NSS ranged between 6.0 percent (Prize Bond) to 15.0 percent (Defence Saving Certificates) with an average rate of 12.2 percent. But with an inflation rate of 3.4 percent in the first nine months of current year the real deposit rates ranged between 2.6 percent to 11.6 percent with an average of 8.8 percent, which were in fact, the highest real return ever offered in recent past. During 1995-98 the nominal deposit rates ranged between 10.4 percent (Prize Bond) to 17.0 percent (Defence Saving Certificates). But with an average inflation rate of 10.9 percent during the same period, the real deposit rates recorded between -0.5 percent to 6.1 percent with an average rate of only 3.1 percent (see Table 7.6).

Source: Directorate of National Savings, Finance Division. Note: Average inflation was 10.9% during 1995-98, 5.7% during 1998-99 and 3.4% during JulyMarch 1999-2000.

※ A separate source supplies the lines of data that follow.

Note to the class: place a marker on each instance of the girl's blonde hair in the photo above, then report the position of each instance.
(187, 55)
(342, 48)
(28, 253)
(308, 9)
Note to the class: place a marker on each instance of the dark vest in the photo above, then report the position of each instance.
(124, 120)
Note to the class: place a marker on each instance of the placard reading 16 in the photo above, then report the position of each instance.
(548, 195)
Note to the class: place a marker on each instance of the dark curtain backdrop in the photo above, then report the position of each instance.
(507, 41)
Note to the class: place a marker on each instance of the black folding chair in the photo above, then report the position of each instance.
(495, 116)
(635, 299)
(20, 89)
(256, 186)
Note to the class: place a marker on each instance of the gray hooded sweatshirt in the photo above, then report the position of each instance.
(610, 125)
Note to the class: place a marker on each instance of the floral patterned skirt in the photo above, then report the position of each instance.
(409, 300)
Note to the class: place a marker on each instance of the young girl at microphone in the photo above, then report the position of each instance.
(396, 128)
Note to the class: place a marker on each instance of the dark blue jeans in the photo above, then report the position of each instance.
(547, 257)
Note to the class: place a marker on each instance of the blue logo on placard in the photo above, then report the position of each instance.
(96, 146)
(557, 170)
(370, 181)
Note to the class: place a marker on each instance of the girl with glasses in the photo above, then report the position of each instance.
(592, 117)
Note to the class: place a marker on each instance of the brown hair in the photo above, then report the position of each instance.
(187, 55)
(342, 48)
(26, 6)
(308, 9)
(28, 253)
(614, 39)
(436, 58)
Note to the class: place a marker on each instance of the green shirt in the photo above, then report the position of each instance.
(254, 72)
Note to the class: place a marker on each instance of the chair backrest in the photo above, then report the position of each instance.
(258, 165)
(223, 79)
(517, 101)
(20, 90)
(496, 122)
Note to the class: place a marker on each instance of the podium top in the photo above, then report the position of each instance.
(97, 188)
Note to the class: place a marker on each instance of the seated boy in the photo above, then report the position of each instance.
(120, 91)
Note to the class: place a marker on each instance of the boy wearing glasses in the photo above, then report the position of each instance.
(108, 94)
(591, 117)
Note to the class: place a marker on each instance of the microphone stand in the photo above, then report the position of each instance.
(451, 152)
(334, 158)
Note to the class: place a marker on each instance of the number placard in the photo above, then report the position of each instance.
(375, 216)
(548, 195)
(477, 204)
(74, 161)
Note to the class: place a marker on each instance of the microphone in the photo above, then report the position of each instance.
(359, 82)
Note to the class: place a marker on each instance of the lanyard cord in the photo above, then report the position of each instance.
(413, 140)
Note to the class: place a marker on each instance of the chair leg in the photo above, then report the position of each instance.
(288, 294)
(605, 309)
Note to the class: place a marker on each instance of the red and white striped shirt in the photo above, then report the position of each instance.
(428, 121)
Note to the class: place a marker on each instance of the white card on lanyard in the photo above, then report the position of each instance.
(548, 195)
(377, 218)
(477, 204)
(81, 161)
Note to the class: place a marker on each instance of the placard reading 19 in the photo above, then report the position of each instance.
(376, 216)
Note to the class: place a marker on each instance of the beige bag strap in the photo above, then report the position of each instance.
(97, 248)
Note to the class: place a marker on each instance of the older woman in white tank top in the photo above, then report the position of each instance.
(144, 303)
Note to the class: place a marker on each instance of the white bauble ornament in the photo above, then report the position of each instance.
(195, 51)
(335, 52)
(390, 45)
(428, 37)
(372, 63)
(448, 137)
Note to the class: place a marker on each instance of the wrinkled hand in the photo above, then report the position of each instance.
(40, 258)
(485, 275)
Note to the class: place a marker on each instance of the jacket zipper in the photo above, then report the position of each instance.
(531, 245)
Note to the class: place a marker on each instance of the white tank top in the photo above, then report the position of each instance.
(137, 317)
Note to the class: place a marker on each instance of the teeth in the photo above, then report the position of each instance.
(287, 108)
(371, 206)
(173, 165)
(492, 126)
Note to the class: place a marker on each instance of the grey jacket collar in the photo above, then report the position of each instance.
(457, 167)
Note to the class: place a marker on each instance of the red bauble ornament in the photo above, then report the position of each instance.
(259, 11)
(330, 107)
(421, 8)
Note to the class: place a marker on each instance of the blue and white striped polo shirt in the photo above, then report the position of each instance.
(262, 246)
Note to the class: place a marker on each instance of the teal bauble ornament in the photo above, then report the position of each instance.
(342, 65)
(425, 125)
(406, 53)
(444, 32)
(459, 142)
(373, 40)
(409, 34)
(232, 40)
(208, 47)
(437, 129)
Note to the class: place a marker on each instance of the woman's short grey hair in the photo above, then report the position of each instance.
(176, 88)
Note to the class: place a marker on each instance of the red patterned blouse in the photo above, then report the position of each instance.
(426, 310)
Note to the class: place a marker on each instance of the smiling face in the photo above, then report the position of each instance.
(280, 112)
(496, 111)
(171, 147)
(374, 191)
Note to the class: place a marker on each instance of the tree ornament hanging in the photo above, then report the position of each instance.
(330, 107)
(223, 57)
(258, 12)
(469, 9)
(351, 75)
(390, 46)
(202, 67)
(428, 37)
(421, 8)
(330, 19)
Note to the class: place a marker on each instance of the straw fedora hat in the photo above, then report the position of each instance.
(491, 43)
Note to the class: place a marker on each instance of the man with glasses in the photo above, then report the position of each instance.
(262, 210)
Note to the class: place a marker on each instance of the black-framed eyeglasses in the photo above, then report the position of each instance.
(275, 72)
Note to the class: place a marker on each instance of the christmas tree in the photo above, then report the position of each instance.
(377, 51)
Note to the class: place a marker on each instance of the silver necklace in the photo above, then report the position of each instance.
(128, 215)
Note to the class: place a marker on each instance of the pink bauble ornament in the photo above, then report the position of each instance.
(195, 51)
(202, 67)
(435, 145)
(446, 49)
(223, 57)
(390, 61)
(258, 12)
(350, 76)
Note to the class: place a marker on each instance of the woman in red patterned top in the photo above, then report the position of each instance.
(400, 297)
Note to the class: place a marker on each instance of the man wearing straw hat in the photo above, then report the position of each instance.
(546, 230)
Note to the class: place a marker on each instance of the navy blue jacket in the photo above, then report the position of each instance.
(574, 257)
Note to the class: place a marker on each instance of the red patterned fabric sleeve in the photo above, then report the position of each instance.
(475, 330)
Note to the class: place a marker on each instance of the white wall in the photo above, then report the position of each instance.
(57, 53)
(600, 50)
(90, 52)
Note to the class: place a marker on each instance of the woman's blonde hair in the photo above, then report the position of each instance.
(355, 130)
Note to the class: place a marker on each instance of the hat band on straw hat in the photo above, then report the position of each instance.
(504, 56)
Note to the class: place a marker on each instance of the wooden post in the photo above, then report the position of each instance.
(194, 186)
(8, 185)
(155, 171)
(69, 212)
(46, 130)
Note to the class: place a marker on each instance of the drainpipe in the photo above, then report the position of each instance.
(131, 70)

During 1998-99, a two percentage point cut was applied on the nominal deposit rates across the board on May 14, 1999. With this reduction the nominal return ranged from 11 to 16 percent, with an average of 13.7 percent. With a 5.7 percent inflation rate in 1998-99 the real deposit rates ranged from 5.3 percent to 10.3 percent, with an average rate of 8.0 percent, which were far higher than the real rates offered during 1995-98. With further cut in nominal return in January 2000 the real return on various instruments has further gone up during 1999-2000. The reduction in NSS rates would not only reduce the cost of borrowings of the government in financing fiscal deficit but it has already helped in creating a level playing field for the banking system as well as lowering the lending rates of the commercial banks - so vital for reviving economic activity in the country. Reduction in deposit rates of the NSS is in line with the overall objectives of the government's policy to lower the entire term structure of interest rate. The SBP on its part has reduced the Repo rate from 14 percent in May 1999 to 11 percent in January 2000. The average rate of return on Market Treasury Bills (12 months) has also come

down from 13.0 percent in June 1999 to 7.6 percent in May 2000, through the mechanism of open market operations. The decline in the overall structure of interest rates is likely to revive economic activity and restore macro-economic stability in the short-to-medium term.